A workflow can declare a method to be called when a task or child workflow fails or times out. By default, errors are handled as follows:

aretry attribute defines how many times the task or workflow is retried; it defaults to 0 (no retry)
if too many retries were attempted, the raises_on_failure attribute is checked. If False, a future is returned with its exception set; if True, the workflow is aborted.

Groups and Chains have raises_on_failure too, along with bubbles_exception_on_failure and (for Chains) break_on_failure, allowing for more fine-grained control.

If defined, Workflow.on_task_failure is called before the Executor.default_failure_handling default error handling. It is passed a TaskFailureContext object with error details and can modify it or return a new TaskFailureContext instance.

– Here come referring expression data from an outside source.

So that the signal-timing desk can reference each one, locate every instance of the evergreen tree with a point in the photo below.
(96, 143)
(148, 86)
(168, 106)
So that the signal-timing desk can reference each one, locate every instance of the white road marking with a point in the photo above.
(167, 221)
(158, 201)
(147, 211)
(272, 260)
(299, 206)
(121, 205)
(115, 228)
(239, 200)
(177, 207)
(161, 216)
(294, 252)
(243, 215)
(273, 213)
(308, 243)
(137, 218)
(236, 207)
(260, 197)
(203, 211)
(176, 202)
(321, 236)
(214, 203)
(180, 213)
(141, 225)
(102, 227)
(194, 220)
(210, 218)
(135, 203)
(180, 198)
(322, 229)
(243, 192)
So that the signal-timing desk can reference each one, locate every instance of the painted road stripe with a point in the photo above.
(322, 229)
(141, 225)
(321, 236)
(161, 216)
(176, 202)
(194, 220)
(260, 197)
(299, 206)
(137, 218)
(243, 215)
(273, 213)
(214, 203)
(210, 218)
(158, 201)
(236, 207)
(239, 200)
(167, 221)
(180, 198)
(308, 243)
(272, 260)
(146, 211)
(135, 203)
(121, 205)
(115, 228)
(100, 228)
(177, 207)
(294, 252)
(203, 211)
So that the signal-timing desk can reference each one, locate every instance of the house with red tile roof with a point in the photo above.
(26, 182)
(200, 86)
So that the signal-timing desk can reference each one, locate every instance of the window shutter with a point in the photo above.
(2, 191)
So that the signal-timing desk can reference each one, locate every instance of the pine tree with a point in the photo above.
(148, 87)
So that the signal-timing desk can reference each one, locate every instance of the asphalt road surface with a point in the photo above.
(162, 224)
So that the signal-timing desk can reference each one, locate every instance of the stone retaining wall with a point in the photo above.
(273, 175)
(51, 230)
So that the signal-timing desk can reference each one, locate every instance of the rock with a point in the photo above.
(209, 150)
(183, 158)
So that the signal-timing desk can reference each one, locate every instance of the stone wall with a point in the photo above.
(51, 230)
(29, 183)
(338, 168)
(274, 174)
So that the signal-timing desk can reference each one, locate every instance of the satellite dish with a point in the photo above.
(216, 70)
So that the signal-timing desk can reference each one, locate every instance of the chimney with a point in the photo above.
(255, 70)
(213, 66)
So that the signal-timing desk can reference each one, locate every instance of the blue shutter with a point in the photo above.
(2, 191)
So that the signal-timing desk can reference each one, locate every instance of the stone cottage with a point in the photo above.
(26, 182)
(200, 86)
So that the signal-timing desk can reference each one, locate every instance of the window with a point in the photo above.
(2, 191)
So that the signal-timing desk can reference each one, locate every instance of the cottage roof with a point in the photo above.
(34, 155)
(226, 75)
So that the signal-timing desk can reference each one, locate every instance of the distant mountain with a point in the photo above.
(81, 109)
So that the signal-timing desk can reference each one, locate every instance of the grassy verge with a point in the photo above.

The TaskFailureContext currently have these members:

a_task: failed ActivityTask or WorkflowTask
task_name: activity or workflow name
exception_class: TaskException or WorkflowException
exception: raised exception (shortcut to future.exception); None for unfinished tasks
retry_count: current retry count (0 for first retry)
task_error: for a TaskFailed exception, name of the inner exception if available
reason: TaskFailed.reason or str(exception)
details: TaskFailed.details or None
future: failed future
event: quite opaque dict, experimental
history: History object, experimental
decision: described below
retry_wait_timeout: ditto

The TaskFailureContext.decision (nothing in common with SWF’s decisions) should be set by on_task_failure. It can be:

none: default value, continue with default handling (potential retries then abort)
abort: use default abort strategy
ignore: discard the exception, consider the task finished; the future’s result may be user-modified
cancel: mark the future as canceled
retry: schedule the task again; its args and kwargs may be user-modified (well, the whole task)
retry_later: schedule the task after retry_wait_timeout seconds, with args and kwargs potentially altered
handled: on_task_failure somewhat handled the failure; use the future and task it has possibly modified (one strategy here is for on_task_failure to call the executor’s default_failure_handling method, and make workflow-specific processing according to its return value)

The Workflow.on_task_failure method is guaranteed to be called only once on a given replay, but may be called again with the same failure in subsequent replays: it must thus be idempotent.